SCOTLAND'S MULTI-BILLION pound water industry could face a dramatic slowdown if threats by the Scottish National Party to 'redemocratise' its control are ever fulfilled, leading water engineers warned this week.
If the SNP wins control of Scotland's devolved parliament next May, it is pledged to bring the country's three water authorities 'under full democratic control', a party spokesman told NCE. Options to be put to the party's annual conference this week include:
Retaining the three authorities, but replacing their government-appointed management boards with local councillors.
Reducing the three authorities to one
Scrapping the authorities altogether and devolving control of water to the country's unitary authorities.
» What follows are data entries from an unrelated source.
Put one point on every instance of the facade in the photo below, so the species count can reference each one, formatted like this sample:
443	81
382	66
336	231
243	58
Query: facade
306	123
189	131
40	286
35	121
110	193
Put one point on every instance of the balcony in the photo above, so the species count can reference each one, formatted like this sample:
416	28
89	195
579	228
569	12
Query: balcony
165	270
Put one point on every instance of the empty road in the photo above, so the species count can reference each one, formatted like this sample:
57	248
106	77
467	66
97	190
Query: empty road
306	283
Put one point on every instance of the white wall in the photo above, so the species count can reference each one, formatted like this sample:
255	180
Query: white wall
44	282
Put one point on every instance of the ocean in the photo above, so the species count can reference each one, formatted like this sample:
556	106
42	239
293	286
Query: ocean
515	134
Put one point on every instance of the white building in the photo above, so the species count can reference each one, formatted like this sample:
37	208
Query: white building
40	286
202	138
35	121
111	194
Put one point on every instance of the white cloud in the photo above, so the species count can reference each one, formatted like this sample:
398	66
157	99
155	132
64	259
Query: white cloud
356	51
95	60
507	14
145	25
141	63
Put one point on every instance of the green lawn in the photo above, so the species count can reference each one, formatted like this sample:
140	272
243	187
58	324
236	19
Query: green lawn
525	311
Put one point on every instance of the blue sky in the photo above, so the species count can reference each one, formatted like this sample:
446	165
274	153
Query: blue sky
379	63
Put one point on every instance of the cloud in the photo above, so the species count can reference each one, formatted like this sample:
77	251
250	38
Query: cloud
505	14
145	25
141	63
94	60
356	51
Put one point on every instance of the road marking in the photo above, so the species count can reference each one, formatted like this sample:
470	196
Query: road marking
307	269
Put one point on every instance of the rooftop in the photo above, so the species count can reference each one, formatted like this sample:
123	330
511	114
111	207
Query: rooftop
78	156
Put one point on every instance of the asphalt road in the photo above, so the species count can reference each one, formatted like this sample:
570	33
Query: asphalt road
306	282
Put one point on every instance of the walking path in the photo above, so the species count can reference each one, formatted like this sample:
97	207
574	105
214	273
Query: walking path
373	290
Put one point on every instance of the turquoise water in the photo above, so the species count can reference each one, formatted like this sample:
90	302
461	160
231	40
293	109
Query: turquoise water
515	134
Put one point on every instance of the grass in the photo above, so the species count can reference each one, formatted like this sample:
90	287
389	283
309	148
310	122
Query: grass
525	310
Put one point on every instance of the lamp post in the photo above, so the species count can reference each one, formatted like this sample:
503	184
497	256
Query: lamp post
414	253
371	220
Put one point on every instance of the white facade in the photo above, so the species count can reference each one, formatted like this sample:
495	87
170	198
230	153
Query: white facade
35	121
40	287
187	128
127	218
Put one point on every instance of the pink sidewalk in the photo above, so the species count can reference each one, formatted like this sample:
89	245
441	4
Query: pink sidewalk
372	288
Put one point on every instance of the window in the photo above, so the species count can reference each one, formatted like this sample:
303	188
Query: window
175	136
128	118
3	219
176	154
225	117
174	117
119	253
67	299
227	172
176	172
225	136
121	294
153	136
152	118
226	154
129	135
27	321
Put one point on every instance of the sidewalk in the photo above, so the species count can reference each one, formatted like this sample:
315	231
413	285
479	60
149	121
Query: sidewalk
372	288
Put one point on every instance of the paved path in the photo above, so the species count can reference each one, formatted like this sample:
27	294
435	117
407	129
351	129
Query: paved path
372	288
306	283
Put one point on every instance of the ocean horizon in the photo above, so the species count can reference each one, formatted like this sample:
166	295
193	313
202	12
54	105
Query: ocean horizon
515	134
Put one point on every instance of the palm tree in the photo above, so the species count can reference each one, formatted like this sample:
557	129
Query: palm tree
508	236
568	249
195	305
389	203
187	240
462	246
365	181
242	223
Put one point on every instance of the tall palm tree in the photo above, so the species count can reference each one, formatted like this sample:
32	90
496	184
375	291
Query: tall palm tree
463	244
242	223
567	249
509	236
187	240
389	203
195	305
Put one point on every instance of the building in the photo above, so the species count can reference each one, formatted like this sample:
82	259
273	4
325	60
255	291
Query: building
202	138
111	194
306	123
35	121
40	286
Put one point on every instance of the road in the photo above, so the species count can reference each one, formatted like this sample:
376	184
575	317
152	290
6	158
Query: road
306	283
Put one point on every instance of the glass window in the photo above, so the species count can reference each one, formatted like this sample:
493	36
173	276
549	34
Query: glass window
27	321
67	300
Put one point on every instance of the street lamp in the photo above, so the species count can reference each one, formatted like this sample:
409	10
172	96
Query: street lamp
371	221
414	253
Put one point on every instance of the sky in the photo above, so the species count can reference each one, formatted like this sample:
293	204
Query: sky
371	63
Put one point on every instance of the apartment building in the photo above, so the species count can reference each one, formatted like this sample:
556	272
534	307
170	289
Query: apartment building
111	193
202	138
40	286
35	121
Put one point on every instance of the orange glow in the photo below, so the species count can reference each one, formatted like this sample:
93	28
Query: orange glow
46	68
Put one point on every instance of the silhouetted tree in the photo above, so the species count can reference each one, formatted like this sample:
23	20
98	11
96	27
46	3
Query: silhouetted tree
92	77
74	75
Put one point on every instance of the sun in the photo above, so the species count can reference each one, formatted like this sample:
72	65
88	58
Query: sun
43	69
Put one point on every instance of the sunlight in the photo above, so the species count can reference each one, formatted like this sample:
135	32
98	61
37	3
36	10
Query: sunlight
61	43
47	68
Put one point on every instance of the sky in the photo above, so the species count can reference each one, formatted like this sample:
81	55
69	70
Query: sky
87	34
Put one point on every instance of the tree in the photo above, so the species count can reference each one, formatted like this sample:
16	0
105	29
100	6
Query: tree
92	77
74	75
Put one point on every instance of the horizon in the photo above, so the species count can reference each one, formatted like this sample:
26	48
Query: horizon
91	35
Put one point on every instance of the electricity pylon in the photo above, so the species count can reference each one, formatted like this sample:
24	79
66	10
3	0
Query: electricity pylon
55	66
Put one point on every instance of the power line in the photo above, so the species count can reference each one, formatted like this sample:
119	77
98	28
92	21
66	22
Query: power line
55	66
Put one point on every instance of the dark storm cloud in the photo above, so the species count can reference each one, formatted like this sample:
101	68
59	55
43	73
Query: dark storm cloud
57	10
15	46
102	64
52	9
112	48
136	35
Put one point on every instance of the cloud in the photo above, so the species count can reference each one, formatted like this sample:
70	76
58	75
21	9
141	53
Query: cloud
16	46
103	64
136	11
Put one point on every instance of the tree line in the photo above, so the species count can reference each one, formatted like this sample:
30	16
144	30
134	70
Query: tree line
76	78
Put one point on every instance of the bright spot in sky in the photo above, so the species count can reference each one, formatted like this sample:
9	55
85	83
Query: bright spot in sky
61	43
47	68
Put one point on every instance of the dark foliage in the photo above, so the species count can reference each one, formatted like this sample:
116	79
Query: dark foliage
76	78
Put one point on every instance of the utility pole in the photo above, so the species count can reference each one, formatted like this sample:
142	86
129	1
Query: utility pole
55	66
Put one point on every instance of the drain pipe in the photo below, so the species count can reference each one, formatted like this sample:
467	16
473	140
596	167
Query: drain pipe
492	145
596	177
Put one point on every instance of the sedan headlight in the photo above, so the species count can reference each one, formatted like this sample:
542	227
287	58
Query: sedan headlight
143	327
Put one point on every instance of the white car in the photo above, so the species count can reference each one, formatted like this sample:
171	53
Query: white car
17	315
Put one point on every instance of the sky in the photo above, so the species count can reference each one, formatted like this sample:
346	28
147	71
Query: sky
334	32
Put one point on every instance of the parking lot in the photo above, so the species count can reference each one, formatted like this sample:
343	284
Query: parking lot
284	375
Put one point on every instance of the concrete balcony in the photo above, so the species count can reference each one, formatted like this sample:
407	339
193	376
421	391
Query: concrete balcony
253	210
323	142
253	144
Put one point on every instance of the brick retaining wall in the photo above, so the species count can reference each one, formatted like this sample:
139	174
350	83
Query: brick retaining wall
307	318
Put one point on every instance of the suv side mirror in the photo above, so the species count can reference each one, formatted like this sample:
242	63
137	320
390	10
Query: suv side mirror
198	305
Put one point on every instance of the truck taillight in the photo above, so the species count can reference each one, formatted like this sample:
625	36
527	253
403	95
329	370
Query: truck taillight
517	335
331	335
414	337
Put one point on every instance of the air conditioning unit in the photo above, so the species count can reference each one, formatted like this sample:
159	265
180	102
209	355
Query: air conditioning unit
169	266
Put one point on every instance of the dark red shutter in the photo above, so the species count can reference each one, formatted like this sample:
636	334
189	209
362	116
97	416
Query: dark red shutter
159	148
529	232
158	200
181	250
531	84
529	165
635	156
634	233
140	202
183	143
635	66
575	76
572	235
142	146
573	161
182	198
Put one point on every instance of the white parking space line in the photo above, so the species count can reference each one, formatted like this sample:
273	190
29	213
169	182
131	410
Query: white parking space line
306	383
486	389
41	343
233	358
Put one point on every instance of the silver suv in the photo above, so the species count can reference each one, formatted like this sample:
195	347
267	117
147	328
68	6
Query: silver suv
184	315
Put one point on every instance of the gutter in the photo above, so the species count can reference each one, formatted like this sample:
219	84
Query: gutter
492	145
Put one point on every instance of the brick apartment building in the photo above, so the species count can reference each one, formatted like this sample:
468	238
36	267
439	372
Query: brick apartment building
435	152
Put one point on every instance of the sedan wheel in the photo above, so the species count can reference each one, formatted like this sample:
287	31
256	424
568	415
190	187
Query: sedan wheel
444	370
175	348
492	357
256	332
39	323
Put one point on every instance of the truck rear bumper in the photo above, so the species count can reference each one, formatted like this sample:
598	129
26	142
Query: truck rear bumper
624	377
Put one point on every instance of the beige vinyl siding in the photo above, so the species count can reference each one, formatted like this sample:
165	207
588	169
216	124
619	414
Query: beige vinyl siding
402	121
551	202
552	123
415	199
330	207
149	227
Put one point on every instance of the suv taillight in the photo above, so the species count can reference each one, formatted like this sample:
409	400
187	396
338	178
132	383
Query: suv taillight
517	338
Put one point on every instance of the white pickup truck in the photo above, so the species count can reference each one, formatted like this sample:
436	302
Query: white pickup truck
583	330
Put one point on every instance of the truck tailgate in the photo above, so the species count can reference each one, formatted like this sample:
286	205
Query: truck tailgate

Most of the industry's current construction programme is dedicated to meeting strict European Union water clean-up directives. The engineers NCE spoke to argued that any sudden and major administrative changes, not to mention any local political wrangling, would hinder this already tight programme and probably result in a failure to meet the EU's 2000 and 2001 deadlines for waste and drinking water improvements.
Any resulting fine would be levied on the UK Government, but Whitehall could penalise the water authorities by reducing allowances to the Scottish Parliament.
However, engineers reckoned the pounds1bn workload to be secured through private finance is likely to remain safe. To meet current deadlines, all private finance deals should have been agreed before the spring start up of the Parliament and it is thought unlikely that signed agreements would be revoked.